Solche Schwankungen sind jedoch weder mit den regulatorischen Zulassungsverfahren, die auf standardisierte Materialien ausgelegt sind, noch mit den Erwartungen der Endkunden vereinbar, die bei gleichartigen Produkten eine konstante Qualität erwarten. Eine derzeit gängige Lösung besteht darin, die Naturfasern mit anderen – meist synthetischen – Fasern zu mischen.

Anpassung der Verarbeitungsverfahren an die Eigenschaften von Pflanzenfasern

Pflanzenfasern sind nicht immer mit bestehenden industriellen Verarbeitungsverfahren kompatibel. Extrusion, Spritzguss und Pressformen sind die derzeit häufigsten Verarbeitungsmethoden, erfordern jedoch Temperaturen zwischen 180 °C und 220 °C. Hanffasern beispielsweise beginnen sich bereits bei 160 °C zu zersetzen, was ihren Einsatz erheblich einschränkt.

Ein weiteres Hindernis ist die typische braune Farbe einiger Pflanzenfasern, die in Anwendungen, bei denen die Optik entscheidend ist, nicht gewünscht ist. Hier ist ein zusätzlicher Schritt zur Entfärbung erforderlich, was die Produktionsprozesse weiter verkompliziert.

Entwicklung neuer Harze und Funktionalisierungstechniken für Pflanzenfaser-Materialien

Ein weiteres zentrales Hindernis für die breite Nutzung von Pflanzenfasern ist ihre mangelnde Kompatibilität mit gängigen synthetischen Matrixmaterialien.
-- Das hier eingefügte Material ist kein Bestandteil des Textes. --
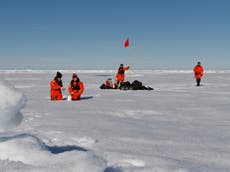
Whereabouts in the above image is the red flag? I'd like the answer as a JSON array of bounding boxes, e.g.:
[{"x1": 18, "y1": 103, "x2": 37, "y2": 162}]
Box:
[{"x1": 124, "y1": 39, "x2": 129, "y2": 48}]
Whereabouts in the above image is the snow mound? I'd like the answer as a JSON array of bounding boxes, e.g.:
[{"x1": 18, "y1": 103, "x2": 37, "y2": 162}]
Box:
[
  {"x1": 0, "y1": 81, "x2": 26, "y2": 131},
  {"x1": 0, "y1": 134, "x2": 107, "y2": 172}
]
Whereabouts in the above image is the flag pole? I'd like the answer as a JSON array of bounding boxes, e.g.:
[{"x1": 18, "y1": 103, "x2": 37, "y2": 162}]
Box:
[
  {"x1": 124, "y1": 38, "x2": 131, "y2": 81},
  {"x1": 128, "y1": 44, "x2": 131, "y2": 82}
]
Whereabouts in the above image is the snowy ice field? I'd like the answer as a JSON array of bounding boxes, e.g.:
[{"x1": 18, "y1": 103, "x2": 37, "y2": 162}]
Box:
[{"x1": 0, "y1": 70, "x2": 230, "y2": 172}]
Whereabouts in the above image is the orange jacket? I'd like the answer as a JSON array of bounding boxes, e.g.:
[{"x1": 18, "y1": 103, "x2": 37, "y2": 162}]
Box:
[
  {"x1": 193, "y1": 65, "x2": 204, "y2": 79},
  {"x1": 50, "y1": 79, "x2": 62, "y2": 100},
  {"x1": 116, "y1": 67, "x2": 129, "y2": 83},
  {"x1": 68, "y1": 80, "x2": 84, "y2": 100}
]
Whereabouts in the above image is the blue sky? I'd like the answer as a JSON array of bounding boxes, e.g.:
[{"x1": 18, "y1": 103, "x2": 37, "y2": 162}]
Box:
[{"x1": 0, "y1": 0, "x2": 230, "y2": 69}]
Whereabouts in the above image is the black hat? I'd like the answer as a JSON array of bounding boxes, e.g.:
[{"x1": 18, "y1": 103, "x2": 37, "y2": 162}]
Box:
[
  {"x1": 72, "y1": 73, "x2": 78, "y2": 78},
  {"x1": 56, "y1": 72, "x2": 62, "y2": 78}
]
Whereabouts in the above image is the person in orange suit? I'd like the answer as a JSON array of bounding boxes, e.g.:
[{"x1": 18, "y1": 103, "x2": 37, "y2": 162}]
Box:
[
  {"x1": 68, "y1": 73, "x2": 84, "y2": 100},
  {"x1": 193, "y1": 62, "x2": 204, "y2": 86},
  {"x1": 116, "y1": 64, "x2": 129, "y2": 85},
  {"x1": 50, "y1": 72, "x2": 65, "y2": 100}
]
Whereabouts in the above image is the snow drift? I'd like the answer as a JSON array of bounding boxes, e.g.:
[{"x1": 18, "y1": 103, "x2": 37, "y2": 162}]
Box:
[{"x1": 0, "y1": 81, "x2": 26, "y2": 131}]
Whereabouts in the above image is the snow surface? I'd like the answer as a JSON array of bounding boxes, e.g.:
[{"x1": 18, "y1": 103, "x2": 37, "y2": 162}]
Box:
[
  {"x1": 0, "y1": 80, "x2": 26, "y2": 131},
  {"x1": 0, "y1": 71, "x2": 230, "y2": 172}
]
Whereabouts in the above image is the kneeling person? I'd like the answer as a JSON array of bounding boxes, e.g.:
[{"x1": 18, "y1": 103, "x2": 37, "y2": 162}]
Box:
[{"x1": 68, "y1": 73, "x2": 84, "y2": 100}]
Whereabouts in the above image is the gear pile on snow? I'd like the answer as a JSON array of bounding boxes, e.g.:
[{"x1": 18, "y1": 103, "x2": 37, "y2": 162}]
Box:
[{"x1": 100, "y1": 80, "x2": 153, "y2": 90}]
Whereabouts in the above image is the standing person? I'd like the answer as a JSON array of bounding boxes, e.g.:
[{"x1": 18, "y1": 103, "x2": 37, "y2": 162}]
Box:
[
  {"x1": 116, "y1": 64, "x2": 129, "y2": 85},
  {"x1": 68, "y1": 73, "x2": 84, "y2": 100},
  {"x1": 50, "y1": 72, "x2": 65, "y2": 100},
  {"x1": 193, "y1": 62, "x2": 204, "y2": 86}
]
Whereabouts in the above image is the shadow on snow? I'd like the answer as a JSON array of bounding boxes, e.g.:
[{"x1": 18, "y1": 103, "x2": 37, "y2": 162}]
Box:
[{"x1": 0, "y1": 133, "x2": 88, "y2": 154}]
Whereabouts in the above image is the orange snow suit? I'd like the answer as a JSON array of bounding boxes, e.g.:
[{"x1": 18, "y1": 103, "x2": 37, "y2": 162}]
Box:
[
  {"x1": 193, "y1": 65, "x2": 204, "y2": 79},
  {"x1": 68, "y1": 80, "x2": 84, "y2": 100},
  {"x1": 116, "y1": 67, "x2": 129, "y2": 83},
  {"x1": 50, "y1": 79, "x2": 62, "y2": 100}
]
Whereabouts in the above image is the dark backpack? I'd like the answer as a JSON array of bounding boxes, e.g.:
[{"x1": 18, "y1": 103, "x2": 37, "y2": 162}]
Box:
[{"x1": 131, "y1": 80, "x2": 143, "y2": 90}]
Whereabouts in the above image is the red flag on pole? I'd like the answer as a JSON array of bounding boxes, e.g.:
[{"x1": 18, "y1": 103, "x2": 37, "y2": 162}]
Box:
[{"x1": 124, "y1": 38, "x2": 129, "y2": 48}]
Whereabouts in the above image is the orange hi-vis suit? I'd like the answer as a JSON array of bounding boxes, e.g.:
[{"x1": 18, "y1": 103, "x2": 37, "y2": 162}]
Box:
[
  {"x1": 68, "y1": 80, "x2": 84, "y2": 100},
  {"x1": 116, "y1": 67, "x2": 129, "y2": 83},
  {"x1": 193, "y1": 65, "x2": 204, "y2": 79},
  {"x1": 50, "y1": 79, "x2": 62, "y2": 100}
]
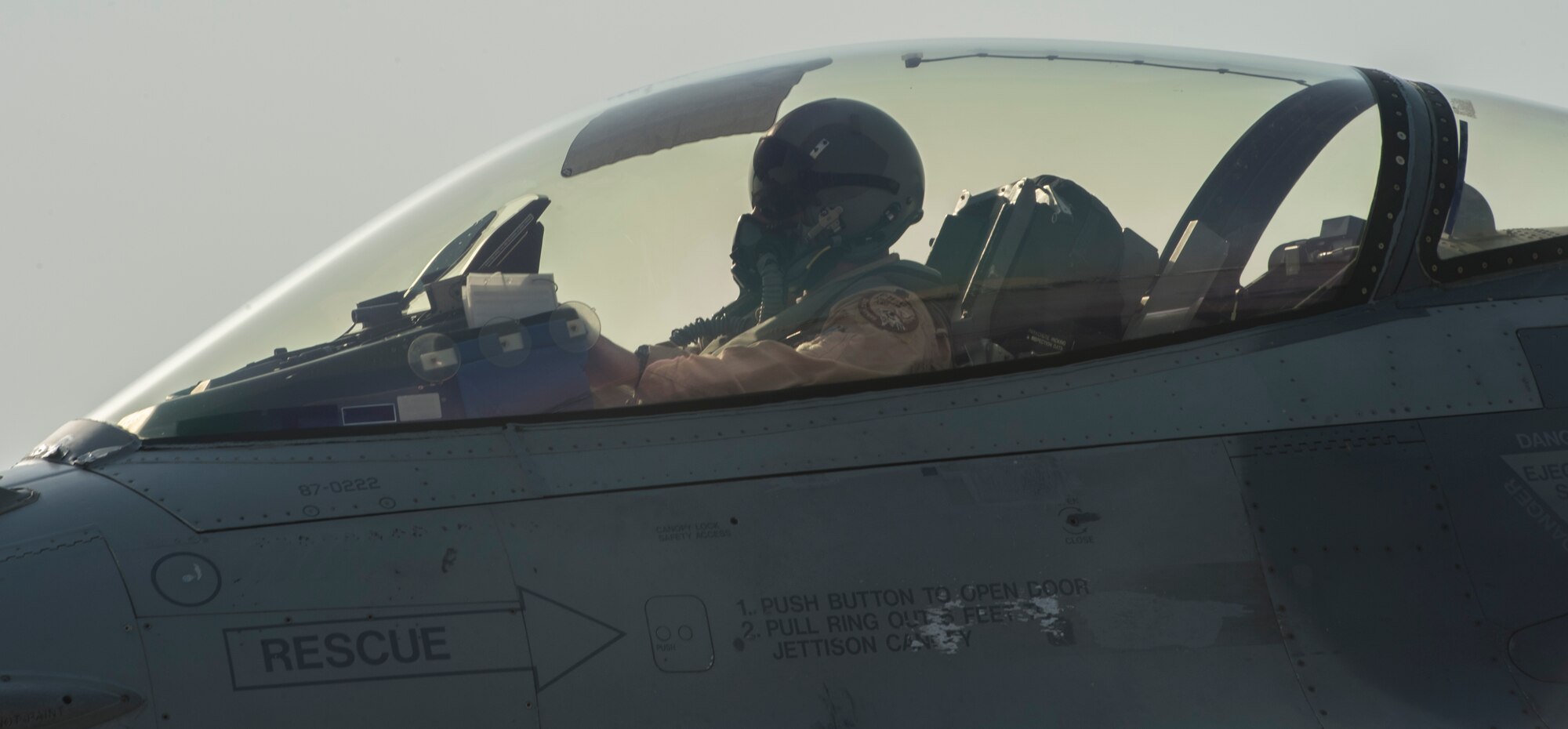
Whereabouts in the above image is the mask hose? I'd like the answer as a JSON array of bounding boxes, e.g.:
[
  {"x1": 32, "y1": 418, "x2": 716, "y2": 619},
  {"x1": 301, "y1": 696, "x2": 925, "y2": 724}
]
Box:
[{"x1": 757, "y1": 252, "x2": 784, "y2": 323}]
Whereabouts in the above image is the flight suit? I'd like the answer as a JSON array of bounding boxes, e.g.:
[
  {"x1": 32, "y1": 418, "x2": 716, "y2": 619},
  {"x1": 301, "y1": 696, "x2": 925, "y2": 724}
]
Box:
[{"x1": 637, "y1": 256, "x2": 952, "y2": 403}]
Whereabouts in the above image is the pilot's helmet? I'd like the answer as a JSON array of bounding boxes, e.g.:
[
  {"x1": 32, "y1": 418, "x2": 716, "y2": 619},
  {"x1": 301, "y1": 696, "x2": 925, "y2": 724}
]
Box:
[{"x1": 751, "y1": 99, "x2": 925, "y2": 256}]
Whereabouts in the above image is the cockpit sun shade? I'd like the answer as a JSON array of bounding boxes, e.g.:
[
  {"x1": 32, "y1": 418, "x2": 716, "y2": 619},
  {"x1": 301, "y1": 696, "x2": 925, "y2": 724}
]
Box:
[{"x1": 561, "y1": 58, "x2": 833, "y2": 177}]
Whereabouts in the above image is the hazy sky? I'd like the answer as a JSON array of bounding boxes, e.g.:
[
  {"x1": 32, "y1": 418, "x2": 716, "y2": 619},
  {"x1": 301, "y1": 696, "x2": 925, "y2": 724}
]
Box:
[{"x1": 0, "y1": 0, "x2": 1568, "y2": 462}]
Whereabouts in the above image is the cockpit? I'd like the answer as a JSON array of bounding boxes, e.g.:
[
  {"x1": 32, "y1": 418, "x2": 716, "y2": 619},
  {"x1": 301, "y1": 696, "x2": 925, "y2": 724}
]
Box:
[{"x1": 93, "y1": 42, "x2": 1568, "y2": 439}]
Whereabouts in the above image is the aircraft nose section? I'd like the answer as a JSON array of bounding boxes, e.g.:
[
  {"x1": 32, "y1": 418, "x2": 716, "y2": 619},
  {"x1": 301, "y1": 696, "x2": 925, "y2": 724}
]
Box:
[{"x1": 0, "y1": 467, "x2": 149, "y2": 729}]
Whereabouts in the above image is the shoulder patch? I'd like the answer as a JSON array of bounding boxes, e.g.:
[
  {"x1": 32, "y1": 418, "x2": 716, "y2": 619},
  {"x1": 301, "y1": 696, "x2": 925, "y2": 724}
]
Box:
[{"x1": 858, "y1": 290, "x2": 919, "y2": 334}]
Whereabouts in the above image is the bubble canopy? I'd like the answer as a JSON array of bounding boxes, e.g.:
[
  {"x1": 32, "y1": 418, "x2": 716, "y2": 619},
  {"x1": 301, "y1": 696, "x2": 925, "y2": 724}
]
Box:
[{"x1": 91, "y1": 41, "x2": 1381, "y2": 439}]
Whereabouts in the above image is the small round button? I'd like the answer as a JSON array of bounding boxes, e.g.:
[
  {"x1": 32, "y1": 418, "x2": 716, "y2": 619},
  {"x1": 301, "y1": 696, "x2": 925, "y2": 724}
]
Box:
[{"x1": 152, "y1": 552, "x2": 223, "y2": 607}]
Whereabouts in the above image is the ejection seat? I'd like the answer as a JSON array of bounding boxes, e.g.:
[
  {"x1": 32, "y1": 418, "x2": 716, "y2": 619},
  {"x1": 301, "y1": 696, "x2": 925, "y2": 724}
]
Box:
[{"x1": 922, "y1": 176, "x2": 1159, "y2": 365}]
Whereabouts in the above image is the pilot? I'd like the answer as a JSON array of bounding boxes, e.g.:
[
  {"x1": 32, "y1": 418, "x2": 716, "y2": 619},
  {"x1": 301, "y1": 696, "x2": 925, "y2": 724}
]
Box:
[{"x1": 586, "y1": 99, "x2": 950, "y2": 404}]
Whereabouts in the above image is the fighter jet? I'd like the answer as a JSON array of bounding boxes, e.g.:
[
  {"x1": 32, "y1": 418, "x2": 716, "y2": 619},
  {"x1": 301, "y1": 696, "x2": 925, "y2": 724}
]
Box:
[{"x1": 0, "y1": 41, "x2": 1568, "y2": 729}]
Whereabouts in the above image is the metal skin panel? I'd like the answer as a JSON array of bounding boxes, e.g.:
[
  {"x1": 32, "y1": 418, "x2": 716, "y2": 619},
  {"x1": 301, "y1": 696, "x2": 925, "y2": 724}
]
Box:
[
  {"x1": 1231, "y1": 426, "x2": 1540, "y2": 727},
  {"x1": 1519, "y1": 326, "x2": 1568, "y2": 408},
  {"x1": 492, "y1": 441, "x2": 1316, "y2": 727},
  {"x1": 0, "y1": 522, "x2": 154, "y2": 727},
  {"x1": 100, "y1": 431, "x2": 533, "y2": 531},
  {"x1": 99, "y1": 290, "x2": 1565, "y2": 531},
  {"x1": 1421, "y1": 409, "x2": 1568, "y2": 632},
  {"x1": 114, "y1": 508, "x2": 517, "y2": 618},
  {"x1": 143, "y1": 602, "x2": 539, "y2": 729}
]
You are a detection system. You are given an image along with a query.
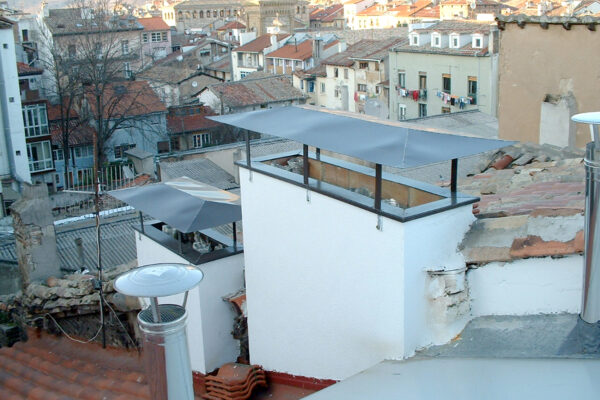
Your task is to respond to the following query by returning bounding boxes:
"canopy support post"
[450,158,458,196]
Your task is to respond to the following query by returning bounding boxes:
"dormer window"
[410,33,419,46]
[431,32,442,47]
[450,33,460,49]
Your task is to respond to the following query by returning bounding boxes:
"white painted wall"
[240,168,473,379]
[467,255,583,317]
[0,29,31,183]
[135,232,244,374]
[404,206,475,356]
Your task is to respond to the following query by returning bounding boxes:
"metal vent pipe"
[571,112,600,353]
[115,264,203,400]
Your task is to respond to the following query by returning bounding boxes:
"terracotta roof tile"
[167,106,221,134]
[233,33,290,53]
[86,81,167,118]
[138,17,171,31]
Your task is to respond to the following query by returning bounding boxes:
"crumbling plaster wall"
[498,23,600,147]
[240,168,474,379]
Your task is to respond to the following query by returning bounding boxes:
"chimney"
[571,113,600,353]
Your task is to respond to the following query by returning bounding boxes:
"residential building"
[498,15,600,147]
[232,33,290,81]
[0,17,31,216]
[138,48,222,107]
[243,0,309,35]
[389,21,498,120]
[440,0,515,20]
[309,4,346,30]
[39,8,145,90]
[198,73,306,114]
[172,0,243,32]
[315,38,406,112]
[167,104,225,152]
[17,63,54,187]
[83,81,169,162]
[265,33,343,74]
[138,17,172,68]
[217,21,246,43]
[344,0,375,29]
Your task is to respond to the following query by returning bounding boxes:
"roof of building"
[160,157,239,190]
[167,105,221,134]
[217,21,246,31]
[233,33,290,53]
[86,81,167,119]
[138,17,170,31]
[310,4,344,22]
[321,38,408,67]
[17,62,44,76]
[205,75,305,108]
[0,214,140,271]
[44,8,144,36]
[50,120,96,148]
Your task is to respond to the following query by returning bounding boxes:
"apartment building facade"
[389,21,498,120]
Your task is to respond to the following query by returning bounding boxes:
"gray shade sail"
[208,106,515,168]
[109,176,242,233]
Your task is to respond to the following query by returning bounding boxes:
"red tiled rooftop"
[233,33,290,53]
[167,107,220,133]
[138,17,170,31]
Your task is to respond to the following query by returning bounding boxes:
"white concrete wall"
[0,29,31,183]
[404,205,475,356]
[135,232,244,374]
[467,255,583,317]
[240,169,404,379]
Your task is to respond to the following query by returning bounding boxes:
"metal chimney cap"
[114,263,204,297]
[571,111,600,125]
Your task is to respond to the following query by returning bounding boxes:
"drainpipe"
[571,112,600,353]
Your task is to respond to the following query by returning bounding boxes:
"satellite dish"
[365,99,389,119]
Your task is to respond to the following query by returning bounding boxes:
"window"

Diese Inkompatibilität ergibt sich aus der unterschiedlichen Polarität der Polymere. Wenn eine ungeeignete Matrix verwendet wird, können Pflanzenfasern bis zu 130 % ihres Trockengewichts an Harz aufnehmen – was zu höheren Kosten, verschlechterten Materialeigenschaften und einem schwereren Endprodukt führt.

Lösungsansätze bestehen in der Funktionalisierung der Fasern, also dem chemischen Anpassen ihrer Oberflächeneigenschaften, sowie in der Entwicklung neuer, besser geeigneter Harze.

Neue Harze könnten zudem die mechanischen Eigenschaften biobasierter Verbundstoffe verbessern. Derzeit liegt deren Zugfestigkeit bei maximal 2000 MPa und das Elastizitätsmodul bei 85 GPa – im Vergleich zu 7000 MPa und 900 GPa bei Carbonfasern. Das schränkt ihren Einsatz in Hochleistungsanwendungen wie strukturelle Flugzeugbauteile derzeit stark ein.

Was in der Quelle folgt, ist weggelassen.